# Scraping data from OERCOMMONS

In [1]:
import requests
from bs4 import BeautifulSoup
from typing import Optional, List

# Helper Functions for Scraping

def get_element_text(element, index: int = 0, default: str = 'N/A') -> str:

    try:
        value = element.find_all('dd')[index].text.strip()
        return value if value else default
    except (AttributeError, IndexError):
        return default

def get_metadata_content(soup, meta_name: str, default: str = 'N/A') -> str:

    try:
        return soup.find('meta', {'itemprop': meta_name})['content'].strip()
    except (AttributeError, TypeError):
        return default

# Function to Fetch Course Data

def scrape_course_data(course, base_url: str) -> Optional[dict]:

    try:
        # Fetch course-specific information
        title = course.find('div', class_='item-title').text.strip()
        link = course.find('a', class_='item-link')['href']
        author = get_element_text(course, index=0)
        subject = get_element_text(course, index=1)
        material_type = get_element_text(course, index=2)
        description = course.find('div', class_='abstract').text.strip() if course.find('div', 'abstract') else 'N/A'

        # Fetch the lesson URL and parse the details
        lesson_url = base_url + link
        response = requests.get(lesson_url)
        response.raise_for_status()
        lesson_soup = BeautifulSoup(response.text, 'html.parser')

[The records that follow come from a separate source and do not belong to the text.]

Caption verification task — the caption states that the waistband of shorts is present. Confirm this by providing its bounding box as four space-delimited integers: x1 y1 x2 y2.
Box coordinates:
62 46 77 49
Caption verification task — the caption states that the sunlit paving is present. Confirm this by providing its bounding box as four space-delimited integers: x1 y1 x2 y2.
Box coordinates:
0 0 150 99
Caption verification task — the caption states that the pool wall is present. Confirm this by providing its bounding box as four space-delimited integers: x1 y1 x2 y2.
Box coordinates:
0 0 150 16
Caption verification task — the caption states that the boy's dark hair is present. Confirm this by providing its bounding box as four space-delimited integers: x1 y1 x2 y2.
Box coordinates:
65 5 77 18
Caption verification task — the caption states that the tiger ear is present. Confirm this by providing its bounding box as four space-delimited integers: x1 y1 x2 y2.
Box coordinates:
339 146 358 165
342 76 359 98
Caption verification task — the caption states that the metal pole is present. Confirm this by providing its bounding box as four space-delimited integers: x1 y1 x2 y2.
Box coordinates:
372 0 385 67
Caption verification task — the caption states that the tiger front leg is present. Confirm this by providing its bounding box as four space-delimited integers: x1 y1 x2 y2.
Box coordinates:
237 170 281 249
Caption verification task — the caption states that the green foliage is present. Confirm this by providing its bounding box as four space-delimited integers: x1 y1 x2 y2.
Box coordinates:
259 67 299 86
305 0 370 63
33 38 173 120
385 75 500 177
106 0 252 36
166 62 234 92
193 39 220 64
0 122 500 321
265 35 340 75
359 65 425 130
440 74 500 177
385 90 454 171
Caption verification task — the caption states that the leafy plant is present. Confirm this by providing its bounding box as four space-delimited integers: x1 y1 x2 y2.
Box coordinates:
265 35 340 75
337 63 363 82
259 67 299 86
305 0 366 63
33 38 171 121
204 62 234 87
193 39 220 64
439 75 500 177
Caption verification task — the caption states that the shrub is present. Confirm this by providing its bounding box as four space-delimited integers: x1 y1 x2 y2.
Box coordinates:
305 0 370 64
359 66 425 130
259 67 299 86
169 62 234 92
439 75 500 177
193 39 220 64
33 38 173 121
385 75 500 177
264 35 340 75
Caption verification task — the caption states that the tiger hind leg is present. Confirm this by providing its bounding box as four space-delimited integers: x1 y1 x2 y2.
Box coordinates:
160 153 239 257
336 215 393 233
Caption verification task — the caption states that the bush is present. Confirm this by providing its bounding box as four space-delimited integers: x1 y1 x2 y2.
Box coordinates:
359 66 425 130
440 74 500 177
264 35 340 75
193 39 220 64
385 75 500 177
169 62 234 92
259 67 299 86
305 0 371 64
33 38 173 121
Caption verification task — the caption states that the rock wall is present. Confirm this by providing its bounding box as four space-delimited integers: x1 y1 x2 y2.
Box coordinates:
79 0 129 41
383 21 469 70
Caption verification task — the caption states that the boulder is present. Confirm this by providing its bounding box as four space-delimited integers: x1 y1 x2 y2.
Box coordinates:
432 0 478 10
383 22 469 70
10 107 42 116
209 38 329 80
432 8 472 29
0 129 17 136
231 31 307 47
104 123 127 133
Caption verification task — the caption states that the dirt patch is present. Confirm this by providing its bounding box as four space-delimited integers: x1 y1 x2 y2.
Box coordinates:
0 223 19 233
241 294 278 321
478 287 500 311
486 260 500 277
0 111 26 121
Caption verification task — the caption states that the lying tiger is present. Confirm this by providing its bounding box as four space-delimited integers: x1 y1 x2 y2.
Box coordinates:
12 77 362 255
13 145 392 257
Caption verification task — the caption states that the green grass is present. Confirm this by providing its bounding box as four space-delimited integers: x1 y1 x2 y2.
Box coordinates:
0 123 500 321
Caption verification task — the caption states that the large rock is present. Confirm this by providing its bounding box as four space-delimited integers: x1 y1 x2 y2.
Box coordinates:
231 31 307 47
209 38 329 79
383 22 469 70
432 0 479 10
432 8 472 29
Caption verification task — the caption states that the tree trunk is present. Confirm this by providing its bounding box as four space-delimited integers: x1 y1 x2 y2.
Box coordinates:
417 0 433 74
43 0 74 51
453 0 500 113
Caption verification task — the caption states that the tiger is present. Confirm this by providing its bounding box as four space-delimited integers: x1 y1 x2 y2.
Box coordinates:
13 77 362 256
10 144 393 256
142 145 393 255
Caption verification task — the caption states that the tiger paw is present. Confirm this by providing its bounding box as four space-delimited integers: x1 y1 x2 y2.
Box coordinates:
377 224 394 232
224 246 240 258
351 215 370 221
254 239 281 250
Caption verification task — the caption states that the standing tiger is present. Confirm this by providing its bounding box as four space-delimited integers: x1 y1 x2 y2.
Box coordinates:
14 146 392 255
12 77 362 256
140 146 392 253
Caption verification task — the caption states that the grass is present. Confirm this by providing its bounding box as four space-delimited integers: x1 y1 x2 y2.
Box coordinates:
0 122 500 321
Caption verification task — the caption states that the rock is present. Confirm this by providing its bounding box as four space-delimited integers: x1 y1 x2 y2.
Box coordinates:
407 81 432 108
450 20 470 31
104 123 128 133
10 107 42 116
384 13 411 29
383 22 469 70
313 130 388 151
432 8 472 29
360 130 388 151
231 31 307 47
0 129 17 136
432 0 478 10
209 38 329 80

        keywords = get_metadata_content(lesson_soup, 'keywords')
        date_created = get_metadata_content(lesson_soup, 'dateCreated')
        resource_url = lesson_soup.find('a', {'id': 'goto'})['href'] if lesson_soup.find('a', {'id': 'goto'}) else 'N/A'

        return {
            "title": title,
            "author": author,
            "subject": subject,
            "material_type": material_type,
            "description": description,
            "keywords": keywords,
            "date_created": date_created,
            "resource_url": resource_url
        }
    except Exception as e:
        print(f"Error processing course data: {e}")
        return None